The Court held that the plaintiffs could defeat summary judgment with respect to bad faith-based claims by showing that directors made decisions during the sale process that fell outside the range of reasonableness for reasons other than maximizing shareholder value. However, the Court found that the plaintiffs had failed to produce evidence showing that a majority of the directors were not independent and disinterested, or that the outside directors’ conduct was motivated by something other than pursuit of the best available sale price. In contrast, the Court found that the record supported a reasonable inference that the insider director and officer defendants were motivated by personal financial interests. Thus, viewing the facts in the light most favorable to the plaintiffs, the record supported the plaintiffs’ bad faith-based breach of fiduciary duty claim as to certain of the defendants.

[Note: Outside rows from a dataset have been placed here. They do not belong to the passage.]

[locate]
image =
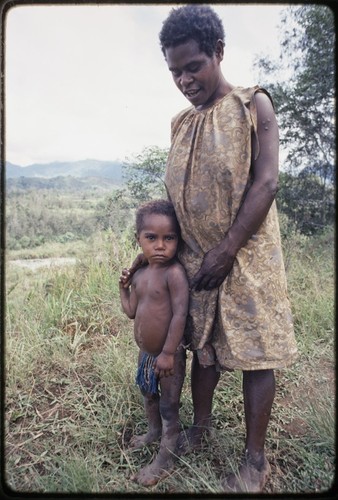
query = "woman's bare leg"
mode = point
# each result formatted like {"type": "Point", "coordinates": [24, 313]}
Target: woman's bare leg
{"type": "Point", "coordinates": [203, 383]}
{"type": "Point", "coordinates": [259, 393]}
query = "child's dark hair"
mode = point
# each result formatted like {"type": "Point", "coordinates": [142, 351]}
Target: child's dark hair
{"type": "Point", "coordinates": [193, 21]}
{"type": "Point", "coordinates": [158, 207]}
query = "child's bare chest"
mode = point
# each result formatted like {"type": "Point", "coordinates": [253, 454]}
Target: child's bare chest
{"type": "Point", "coordinates": [152, 285]}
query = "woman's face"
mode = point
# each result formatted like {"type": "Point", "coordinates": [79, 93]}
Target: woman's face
{"type": "Point", "coordinates": [197, 75]}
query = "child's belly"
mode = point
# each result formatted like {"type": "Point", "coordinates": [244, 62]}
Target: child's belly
{"type": "Point", "coordinates": [151, 331]}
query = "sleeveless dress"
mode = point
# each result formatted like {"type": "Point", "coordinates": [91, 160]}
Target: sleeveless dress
{"type": "Point", "coordinates": [247, 320]}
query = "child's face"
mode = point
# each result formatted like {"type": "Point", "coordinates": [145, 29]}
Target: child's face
{"type": "Point", "coordinates": [158, 238]}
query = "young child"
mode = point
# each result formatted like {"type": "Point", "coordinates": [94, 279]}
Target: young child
{"type": "Point", "coordinates": [157, 297]}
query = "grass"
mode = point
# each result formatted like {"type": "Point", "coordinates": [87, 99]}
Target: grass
{"type": "Point", "coordinates": [71, 403]}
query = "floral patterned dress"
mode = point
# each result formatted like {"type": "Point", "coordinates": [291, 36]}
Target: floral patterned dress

With respect to the outside director defendants, however, the record only supported the inference that they had breached their duty of care, and not the inference that they had breached their duty of loyalty by acting in bad faith.
Although the Court found that the record created a triable issue of fact on the question of whether the directors exercised due care, personal liability for breach of the fiduciary duty of due care was barred by the exculpatory provision of the Company’s charter. However, under Section 102(b)(7) of the Delaware General Corporation Law, such protection does not extend to a company’s officers. The Court therefore granted summary judgment for the director defendants and denied summary judgment for the officer defendants.